SEBI likely to ease FPI entry norms, allow listing of security receipts by ARCs

28 Dec 2017 Evaluate

With an aim to ease direct registration for foreign portfolio investors (FPIs) and avoid participatory notes (P-notes), the capital markets regulator, Securities and Exchange Board of India (SEBI) is likely to ease entry norms for FPIs willing to invest in the Indian markets. It may ease some rules, including expanding the eligible jurisdictions for registration by including countries with diplomatic tie-ups with India. Besides, the markets regulator may rationalise ‘fit and proper’ criteria for FPIs as well as simplify broad-based requirements for such investors. Additionally, it may allow listing of security receipts issued by an asset reconstruction company (ARC) on the exchange platform. Security receipt, in market parlance, means a receipt or other security issued by a securitisation company or reconstruction company. This will enhance capital flows into the securitisation industry and particularly be helpful to deal with bank non-performing assets (NPAs).

As per the new proposal, more jurisdictions such as Canada would be able to access the market due to change in FPI Regulations. Category I and II FPIs, which are essentially government and regulated entities, should not need any additional documentation and procedural requirements. However, Category III FPIs should continue to be subject to such requirements. Rationale of broad-based criteria may be extended in other cases wherein the applicant funds have other institutional investors -- sovereign wealth fund, insurance/reinsurance companies, pension funds, Exchange Traded Funds (ETFs) as their underlying investors. Currently, an FPI is considered to be broad-based in case such overseas investor has a bank as an underlying investor.

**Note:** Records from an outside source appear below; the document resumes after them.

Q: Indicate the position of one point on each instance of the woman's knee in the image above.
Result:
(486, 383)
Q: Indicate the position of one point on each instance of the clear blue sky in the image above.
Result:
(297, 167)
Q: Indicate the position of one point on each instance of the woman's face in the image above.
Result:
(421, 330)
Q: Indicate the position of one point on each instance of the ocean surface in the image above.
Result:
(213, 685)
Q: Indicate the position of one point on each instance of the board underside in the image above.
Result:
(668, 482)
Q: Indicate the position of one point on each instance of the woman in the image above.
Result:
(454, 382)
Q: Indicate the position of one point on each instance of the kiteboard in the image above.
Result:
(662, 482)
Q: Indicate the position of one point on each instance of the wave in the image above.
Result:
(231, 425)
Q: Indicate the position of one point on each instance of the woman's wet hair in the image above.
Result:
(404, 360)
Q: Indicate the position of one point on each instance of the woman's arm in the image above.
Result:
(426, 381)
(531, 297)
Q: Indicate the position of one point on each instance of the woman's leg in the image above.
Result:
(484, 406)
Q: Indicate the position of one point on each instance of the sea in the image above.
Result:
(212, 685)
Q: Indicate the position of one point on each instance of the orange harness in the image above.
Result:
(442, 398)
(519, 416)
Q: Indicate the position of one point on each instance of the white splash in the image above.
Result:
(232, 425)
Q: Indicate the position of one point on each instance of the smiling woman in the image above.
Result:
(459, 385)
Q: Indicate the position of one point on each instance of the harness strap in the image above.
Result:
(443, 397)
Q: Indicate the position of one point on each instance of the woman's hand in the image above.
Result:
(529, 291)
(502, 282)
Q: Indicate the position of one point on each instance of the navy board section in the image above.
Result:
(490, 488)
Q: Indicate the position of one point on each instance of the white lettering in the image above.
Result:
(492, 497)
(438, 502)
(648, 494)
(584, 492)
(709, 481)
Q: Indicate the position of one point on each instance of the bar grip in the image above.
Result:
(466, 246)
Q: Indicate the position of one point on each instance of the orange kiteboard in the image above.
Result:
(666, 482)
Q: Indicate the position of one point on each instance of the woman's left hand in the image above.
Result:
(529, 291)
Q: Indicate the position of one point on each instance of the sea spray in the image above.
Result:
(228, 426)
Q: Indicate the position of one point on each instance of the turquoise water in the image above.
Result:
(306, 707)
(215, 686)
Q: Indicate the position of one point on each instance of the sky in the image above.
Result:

Broad-based fund means a fund, established outside India, which has at least 20 investors, with no investor holding more than 49% of the shares or units of the fund. In case broad-based fund loses its status due to an exit of some offshore global investors then it may not result in immediate loss of Category II status. Three months time should be given to such funds to regain such status. The regulator may discontinue the requirements of seeking its prior approval in case of a change in local custodian or designated depository participants (DDPs). At the time of change of local custodian/DDP, the new DDP should be permitted to rely on the registration granted by previous DDP at the time of transition. The move is expected to avoid duplicate efforts and incremental documentation by the FPIs as well as the DDPs.